Kevin Callaghan received his artistic training in sculpture, and began moulding clay from a young age. The ductile and reactive nature of this material led him to develop an emotional relationship with clay, which then became the medium through which he embarked on a personal interpretation of form and the possibilities for its synthesis and abstraction. Influenced on the one hand by mechanical engineering design, and, on the other hand, by traditional Japanese craftsmanship, the artist has spent the last years creating a number of geometrical sculptures that, while seeming to follow an unwritten law of rationality, are simultaneously testament to his authorship and reflective of his own deep psychological investment in his sculptures.

In Quite similar but actually very different Callaghan takes the audience on a sensorial journey exploring the gap between form and its potentiality. For this purpose, the artist presents within the space two different types of microstructure designed to stimulate both the viewer’s intellect and their emotions. In the middle of the room, eight clay sculptures are displayed on minimal black plinths of varying shapes. The uneven and porous texture of the clay is carefully worked to create a uniform surface similar to that which would be achieved through a mechanical process of production. The architectural aspect of these sculptures makes them appear like scaled down models that are suggestive of certain structures: a room; a public square; a city. On the wall, twelve geometric paintings are on show. Made of wood, each piece is coloured differently, with combinations of intersecting parallel lines. By merging geometrical patterns and different chromatic ranges, these wall pieces are intended by the artist as an exploration into form and colour to create a new aesthetical singularity. A lo-fi sound installation permeates the exhibition space. With its phonographic imperfections and fluctuating trends, the music builds a dialogue with the rational and emotional stimuli engendered by both the clay sculptures and the wall pieces.
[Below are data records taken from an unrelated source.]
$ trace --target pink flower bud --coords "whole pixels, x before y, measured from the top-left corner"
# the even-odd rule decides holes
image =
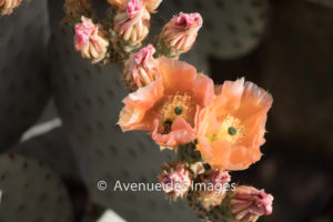
[[[109,3],[117,7],[120,10],[125,9],[128,0],[108,0]]]
[[[185,195],[192,184],[192,175],[185,163],[174,162],[165,164],[158,176],[162,183],[163,191],[176,200]]]
[[[21,2],[22,0],[0,0],[0,16],[12,13]]]
[[[128,4],[128,0],[108,0],[108,2],[115,6],[119,10],[124,10]],[[135,2],[139,3],[139,0],[137,0]],[[142,3],[148,11],[154,12],[154,10],[160,6],[161,2],[162,0],[143,0]]]
[[[148,11],[154,12],[157,8],[161,4],[162,0],[144,0],[144,7]]]
[[[261,215],[272,213],[273,196],[252,186],[239,186],[230,199],[230,208],[235,220],[254,222]]]
[[[107,33],[101,24],[94,24],[91,19],[81,18],[82,22],[75,26],[75,49],[81,51],[83,58],[92,63],[104,59],[109,46]]]
[[[226,171],[212,169],[202,174],[194,186],[194,198],[208,211],[221,204],[225,198],[229,186],[230,175]],[[198,190],[200,184],[200,190]]]
[[[202,27],[200,13],[180,13],[173,17],[163,28],[161,39],[175,54],[188,52],[195,42]]]
[[[148,44],[132,53],[124,62],[123,79],[130,91],[145,87],[159,77],[158,61],[153,58],[155,48]]]
[[[114,18],[114,30],[119,37],[131,46],[140,46],[149,33],[150,13],[142,0],[129,0],[127,9],[119,11]]]

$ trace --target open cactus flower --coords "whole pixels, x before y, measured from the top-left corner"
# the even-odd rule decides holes
[[[198,12],[180,12],[152,43],[144,42],[161,1],[108,0],[109,14],[101,21],[90,1],[65,1],[75,50],[92,63],[123,64],[119,74],[129,93],[117,124],[123,133],[144,131],[161,150],[174,151],[175,160],[158,175],[167,196],[186,200],[206,222],[254,222],[271,214],[273,196],[234,185],[230,172],[261,159],[272,95],[244,78],[214,84],[181,61],[203,26]],[[0,7],[8,8],[6,2]]]
[[[22,0],[0,0],[0,17],[11,14],[13,9],[19,7]]]

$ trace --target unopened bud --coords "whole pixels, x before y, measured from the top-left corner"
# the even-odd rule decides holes
[[[124,62],[123,79],[130,91],[145,87],[159,77],[158,61],[153,58],[155,49],[148,44],[132,53]]]
[[[82,22],[75,26],[75,49],[83,58],[91,59],[92,63],[105,58],[109,40],[101,24],[94,24],[91,19],[81,18]]]
[[[140,47],[149,33],[150,13],[142,0],[129,0],[127,9],[114,17],[114,30],[119,38],[130,46]]]
[[[193,47],[201,27],[202,18],[200,13],[181,12],[179,16],[173,17],[162,29],[158,42],[159,50],[167,57],[178,57],[188,52]]]
[[[195,189],[194,196],[205,210],[211,210],[213,206],[221,204],[225,198],[229,182],[228,171],[209,170],[200,176],[199,183],[202,190]]]
[[[158,178],[163,191],[173,200],[184,196],[191,189],[192,174],[185,163],[167,163]]]
[[[252,186],[238,186],[230,198],[230,209],[236,221],[255,222],[272,213],[273,196]]]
Such an organisation of the space appears to be designed to act on the viewer, allowing for fruitful imaginative dynamics. In line with Callaghan’s practice, the microstructures, while appearing to be constructed according to an analogous geometrical ratio, are in fact unique. Each piece was created through practice-led research and possess sui generis qualities. This tension between likeness and diversity challenges the viewer’s ability to categorise the forms on display. By introducing recurrent geometrical patterns, the artist induces the audience to establish internal relationships between the pieces displayed based on their formal affinities. This cognitive procedure intertwines with the sensorial answer prompted by the warm materiality of the clay as well as the chromatic intensity of the wall pieces. Ultimately, by cooperating inside the exhibition space, the microstructures function as both formal and emotional propositions for the viewer to create narratives between the objects on display. The artist’s hope for this process of subjective engagement is to push our current experience towards new possibilities – towards as-yet unappreciated dimensions and realities. The clay sculptures become erratic fragments of a bigger architectural body that the viewer has to mentally project into a new urban landscape. The wall pieces provide a structural fabric for an urban model that can expand into an infinite space. In this inter-dimensional reality folded into an exhibition room, space turns out to be not only a gap between physical boundaries but it encompasses human reactions and activities. In seeking the potential for a new utopian outer reality, the artist merges the rational starting point of the traditional ideal city with an emotional reaction that might be able to create a new kind of aesthetic sensibility.

Quite similar but actually very different is a sensorial installation based on a new emotional understanding of form that invites intricate and flexible possibilities. Through this visual process of simultaneous stasis and transfiguration, the installation connects to the audience on an immediate, physical level and creates a spatial and sonic landscape rich in sensory and poetic associations.